今年に入ってから、ひどい天災がアジアを襲っています。先日ミャンマーにサイクロンが襲来したかと思うと、今度は中国の四川省を中心とした大地震が。中国の震災での犠牲者は5万人を超え、ミャンマーでの犠牲者はさらに多いのでは、と予想されています。彼の地での被災者支援のありかたについて、新聞等で批判がなされていますが、それはそれとして。
ここ関西に住んでいると、天災といえばすぐに思い出すのが平成7年の阪神淡路大震災です。関西は地震とは縁遠い、と錯覚していました。幸い私の親族には大きな被害をうけたものはいなかったのですが、当時の混乱振りは今でも思い出されます。
私はちょうどその頃、豊中市立病院に勤務していました。巷間、あまり報道されなかったのですが、豊中市(兵庫県と県境を有する)も大きな揺れを感じました。被災した人も少なくなく、しかし報道がなされないため義捐金も集まらず、大変な苦労を被災者はされました。
市立病院の医師も週に一二回、交代で避難所を回診しました。
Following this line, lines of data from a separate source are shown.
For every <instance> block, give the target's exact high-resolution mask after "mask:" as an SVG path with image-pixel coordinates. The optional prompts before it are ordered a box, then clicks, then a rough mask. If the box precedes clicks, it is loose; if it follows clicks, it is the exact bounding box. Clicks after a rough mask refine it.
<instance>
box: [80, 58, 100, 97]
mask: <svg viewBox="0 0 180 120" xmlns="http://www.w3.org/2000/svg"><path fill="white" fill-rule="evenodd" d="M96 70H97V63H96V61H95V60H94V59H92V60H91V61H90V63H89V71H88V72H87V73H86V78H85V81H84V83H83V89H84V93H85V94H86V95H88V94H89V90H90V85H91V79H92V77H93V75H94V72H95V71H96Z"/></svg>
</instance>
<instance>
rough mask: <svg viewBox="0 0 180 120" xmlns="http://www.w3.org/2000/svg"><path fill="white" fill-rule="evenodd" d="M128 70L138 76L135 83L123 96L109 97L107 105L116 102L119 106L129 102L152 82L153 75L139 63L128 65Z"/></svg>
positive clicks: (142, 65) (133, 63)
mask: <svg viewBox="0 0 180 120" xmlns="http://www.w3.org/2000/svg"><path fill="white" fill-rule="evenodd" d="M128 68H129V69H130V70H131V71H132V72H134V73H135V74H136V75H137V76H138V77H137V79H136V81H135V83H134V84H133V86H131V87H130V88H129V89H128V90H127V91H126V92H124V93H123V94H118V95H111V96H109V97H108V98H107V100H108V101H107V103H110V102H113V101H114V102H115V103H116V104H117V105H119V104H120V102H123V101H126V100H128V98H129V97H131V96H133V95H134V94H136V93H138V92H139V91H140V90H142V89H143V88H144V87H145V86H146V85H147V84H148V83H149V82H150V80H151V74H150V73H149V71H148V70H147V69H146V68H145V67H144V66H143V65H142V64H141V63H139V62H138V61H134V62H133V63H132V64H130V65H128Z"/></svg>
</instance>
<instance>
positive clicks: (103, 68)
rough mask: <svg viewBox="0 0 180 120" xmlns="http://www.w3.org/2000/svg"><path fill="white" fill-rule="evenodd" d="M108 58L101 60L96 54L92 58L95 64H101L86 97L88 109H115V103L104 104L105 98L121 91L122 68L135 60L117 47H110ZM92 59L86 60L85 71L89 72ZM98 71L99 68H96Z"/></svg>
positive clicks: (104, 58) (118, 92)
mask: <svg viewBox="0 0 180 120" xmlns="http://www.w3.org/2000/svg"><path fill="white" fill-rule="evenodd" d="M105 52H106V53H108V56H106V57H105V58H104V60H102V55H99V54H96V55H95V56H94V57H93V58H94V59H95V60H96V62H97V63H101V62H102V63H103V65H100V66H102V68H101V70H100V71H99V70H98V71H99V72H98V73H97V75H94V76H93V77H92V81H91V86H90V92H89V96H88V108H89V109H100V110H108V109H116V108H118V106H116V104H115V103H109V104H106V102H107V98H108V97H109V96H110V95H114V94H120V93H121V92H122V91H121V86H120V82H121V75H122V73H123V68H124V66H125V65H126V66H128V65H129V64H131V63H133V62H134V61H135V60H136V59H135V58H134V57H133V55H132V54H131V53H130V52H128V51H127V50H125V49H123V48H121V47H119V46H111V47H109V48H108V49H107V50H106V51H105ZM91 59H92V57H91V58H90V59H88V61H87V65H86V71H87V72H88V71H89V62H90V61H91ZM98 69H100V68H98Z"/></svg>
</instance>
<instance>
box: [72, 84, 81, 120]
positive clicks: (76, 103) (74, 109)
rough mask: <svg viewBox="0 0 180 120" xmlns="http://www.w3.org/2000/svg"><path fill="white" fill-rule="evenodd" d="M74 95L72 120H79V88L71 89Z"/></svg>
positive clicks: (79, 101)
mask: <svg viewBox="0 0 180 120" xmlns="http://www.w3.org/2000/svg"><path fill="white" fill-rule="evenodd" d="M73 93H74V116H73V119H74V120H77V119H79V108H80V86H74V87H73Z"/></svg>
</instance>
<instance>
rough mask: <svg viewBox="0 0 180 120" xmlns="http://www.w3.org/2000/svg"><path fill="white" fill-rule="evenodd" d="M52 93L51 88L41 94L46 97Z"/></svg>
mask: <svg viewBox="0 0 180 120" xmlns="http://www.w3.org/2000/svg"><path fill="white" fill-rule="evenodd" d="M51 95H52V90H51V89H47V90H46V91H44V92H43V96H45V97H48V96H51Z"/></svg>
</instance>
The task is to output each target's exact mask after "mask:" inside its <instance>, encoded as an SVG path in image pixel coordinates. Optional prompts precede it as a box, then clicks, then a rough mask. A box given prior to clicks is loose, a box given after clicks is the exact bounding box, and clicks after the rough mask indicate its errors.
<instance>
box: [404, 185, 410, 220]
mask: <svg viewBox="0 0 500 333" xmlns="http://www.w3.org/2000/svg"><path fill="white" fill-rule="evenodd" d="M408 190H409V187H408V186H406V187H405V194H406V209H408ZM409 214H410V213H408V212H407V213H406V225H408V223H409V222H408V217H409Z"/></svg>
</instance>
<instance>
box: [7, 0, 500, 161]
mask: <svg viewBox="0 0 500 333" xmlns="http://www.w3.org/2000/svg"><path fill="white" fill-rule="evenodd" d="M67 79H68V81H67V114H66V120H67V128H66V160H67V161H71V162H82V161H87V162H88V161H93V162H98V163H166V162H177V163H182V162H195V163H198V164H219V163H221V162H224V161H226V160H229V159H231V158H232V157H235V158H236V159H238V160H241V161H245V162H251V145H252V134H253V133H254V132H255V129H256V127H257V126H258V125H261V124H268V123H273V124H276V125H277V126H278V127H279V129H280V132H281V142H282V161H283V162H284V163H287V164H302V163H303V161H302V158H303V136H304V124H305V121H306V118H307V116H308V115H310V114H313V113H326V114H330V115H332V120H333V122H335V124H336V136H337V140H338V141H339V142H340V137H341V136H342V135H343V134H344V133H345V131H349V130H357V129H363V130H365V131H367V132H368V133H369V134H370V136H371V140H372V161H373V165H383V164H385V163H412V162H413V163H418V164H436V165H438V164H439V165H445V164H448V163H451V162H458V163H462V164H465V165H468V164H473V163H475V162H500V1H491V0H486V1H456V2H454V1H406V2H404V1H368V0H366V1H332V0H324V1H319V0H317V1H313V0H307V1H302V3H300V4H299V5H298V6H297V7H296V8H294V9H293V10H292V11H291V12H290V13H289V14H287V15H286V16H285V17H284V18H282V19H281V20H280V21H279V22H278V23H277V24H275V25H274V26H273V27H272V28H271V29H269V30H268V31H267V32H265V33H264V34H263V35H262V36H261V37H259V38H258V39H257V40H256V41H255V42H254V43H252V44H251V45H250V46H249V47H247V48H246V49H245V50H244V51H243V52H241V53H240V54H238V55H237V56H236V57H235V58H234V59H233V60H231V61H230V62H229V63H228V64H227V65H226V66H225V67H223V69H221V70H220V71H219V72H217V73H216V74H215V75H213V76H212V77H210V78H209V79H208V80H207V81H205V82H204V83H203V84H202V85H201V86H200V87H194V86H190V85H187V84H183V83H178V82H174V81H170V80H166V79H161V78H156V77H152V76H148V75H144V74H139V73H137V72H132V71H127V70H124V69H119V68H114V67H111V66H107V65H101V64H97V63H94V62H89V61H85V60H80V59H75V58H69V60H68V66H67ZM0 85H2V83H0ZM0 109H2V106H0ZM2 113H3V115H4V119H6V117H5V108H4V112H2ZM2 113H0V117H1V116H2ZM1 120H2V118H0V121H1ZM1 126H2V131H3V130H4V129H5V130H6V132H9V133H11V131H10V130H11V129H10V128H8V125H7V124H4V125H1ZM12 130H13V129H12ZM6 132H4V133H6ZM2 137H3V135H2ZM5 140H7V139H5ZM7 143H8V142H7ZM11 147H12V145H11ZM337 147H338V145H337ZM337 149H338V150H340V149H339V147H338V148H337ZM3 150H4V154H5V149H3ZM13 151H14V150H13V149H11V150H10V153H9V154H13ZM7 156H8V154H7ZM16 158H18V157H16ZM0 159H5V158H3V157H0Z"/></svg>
私の順番が回ってくる前に、避難所は解散しました。思いの外、早く避難所がなくなったことは喜ばしかったのですが、その一方で「医師としてもう少し困っている方のお世話ができたのではないのか」と考えさせられました。
近々、日本より医療チームが中国に派遣されます。少しでも被災者の役に立ってもらえれば、と心より願っています。